What specific progress has been made to set up such an enabling architecture and what criteria will the government use to select these 20 institutions? Will they pay attention to state universities which are poorly funded and yet do better than many central universities?

We have Jadavpur University & University of Calcutta in top 800 of the list you provided; they are state universities & not central universities. So, will you give special attention to state universities when you select these top 20 institutions for global competition?  

Sugata Bose speaks on the National Institute of Technology, Science Education and Research (Amendment) Bill, 2016

Mr. Deputy Speaker, Sir, may I at the outset express my appreciation to our new hon. Minister for Human Resource Development for felicitating all the teacher MPs on the occasion of ‘Guru Purnima’ a couple of days ago? That was a very fine symbolic gesture on his part and we on our part wish him all the best in discharging the onerous responsibility that he has been given to improve our educational system for our younger generation.
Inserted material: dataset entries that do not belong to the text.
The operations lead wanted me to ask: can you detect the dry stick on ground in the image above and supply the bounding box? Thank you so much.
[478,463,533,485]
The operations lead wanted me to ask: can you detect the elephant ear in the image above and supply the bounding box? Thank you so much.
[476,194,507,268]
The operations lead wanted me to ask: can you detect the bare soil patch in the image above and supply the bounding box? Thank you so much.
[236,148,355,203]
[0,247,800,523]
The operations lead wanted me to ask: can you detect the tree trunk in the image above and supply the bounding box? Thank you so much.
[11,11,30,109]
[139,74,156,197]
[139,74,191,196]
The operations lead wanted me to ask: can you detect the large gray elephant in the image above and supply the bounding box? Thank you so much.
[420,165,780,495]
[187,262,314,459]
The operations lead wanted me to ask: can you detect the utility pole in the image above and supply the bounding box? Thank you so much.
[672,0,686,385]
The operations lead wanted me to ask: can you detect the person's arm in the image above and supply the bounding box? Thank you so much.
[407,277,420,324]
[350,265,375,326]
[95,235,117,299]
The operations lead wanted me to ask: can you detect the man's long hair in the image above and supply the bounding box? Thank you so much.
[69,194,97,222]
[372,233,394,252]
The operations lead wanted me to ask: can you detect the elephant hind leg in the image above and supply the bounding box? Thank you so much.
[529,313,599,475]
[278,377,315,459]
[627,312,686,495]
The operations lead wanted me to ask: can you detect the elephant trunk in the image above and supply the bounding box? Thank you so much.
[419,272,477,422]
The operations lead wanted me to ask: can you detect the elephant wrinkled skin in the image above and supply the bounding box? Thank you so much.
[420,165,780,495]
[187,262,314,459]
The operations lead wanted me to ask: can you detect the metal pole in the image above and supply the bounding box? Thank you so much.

On the face of it, this is a very simple and straightforward amendment to the NIT Act.

It only adds one more NIT in Andhra Pradesh consequent on the bifurcation of the old State between Telangana and Andhra Pradesh. But this apparently small amendment raises some very deep questions about our educational policy and the future direction of the younger generation in our country.

Some of the concerns that I had wished to express have already been anticipated by my colleague, Shri Shashi Tharoor, who, by virtue of belonging to a marginally larger party in this Lok Sabha, has the right to speak before me. I wish he had stayed to listen to at least the next speaker who had his views to express on this important subject.

I agree with many of the concerns about polity that had been expressed by my good friend, Shri Shashi Tharoor, but I think he made one very unfair comparison. Harvard University is a private university in the world and its endowment is larger than the GDP of many countries in this world. So, that comparison should not really be made.

Now what are these National Institutes of Technology, Science Education and Research? We started out with eight regional engineering colleges and now, we have many more but the 20 of them are upgradations from the status of regional engineering colleges. Subsequently, 10 more NITs have been added and today, we are about to welcome in this Parliament the birth of a new NIT in Andhra Pradesh. We will, of course, support that move and we wish the people of Andhra Pradesh all the best for the future. I would, however, like to raise some questions about the kind of education that we wish to give to our younger generation. Shri Javadekar was absolutely right in saying that even in the nomenclature of these institutes, we have the word ‘technology’ but also the phrases ‘science education and research’.

Now we have to have a fine balance between teaching and research in all of our educational institutes including our universities both central and State in addition to the IITs, the NITs and the IISERs. Unfortunately, the NIT in Andhra Pradesh and also some of the new NITs that have been approved by this Parliament do not have capacity for carrying out the kind of cutting edge research and innovation that we need in this country.

When we go ahead and announce the establishment of new institutions, first of all, it takes a lot of time to build a new campus. Even this NIT is currently functioning out of a temporary campus but at least when it comes to physical infrastructure, when it comes to bricks and mortar, for a number of years after the announcement of these new institutes, money is spent and many contractors make money but do we give adequate attention to human resources? Do we actually anticipate the faculty requirements for these new institutes? Do we actually make sure that the students who will join these new institutes will, in fact, get the best instruction possible? I think we need to pay very close attention to these issues.

I would also like to add that we have a large number of institutes of national importance which are devoted to technology of one kind or another.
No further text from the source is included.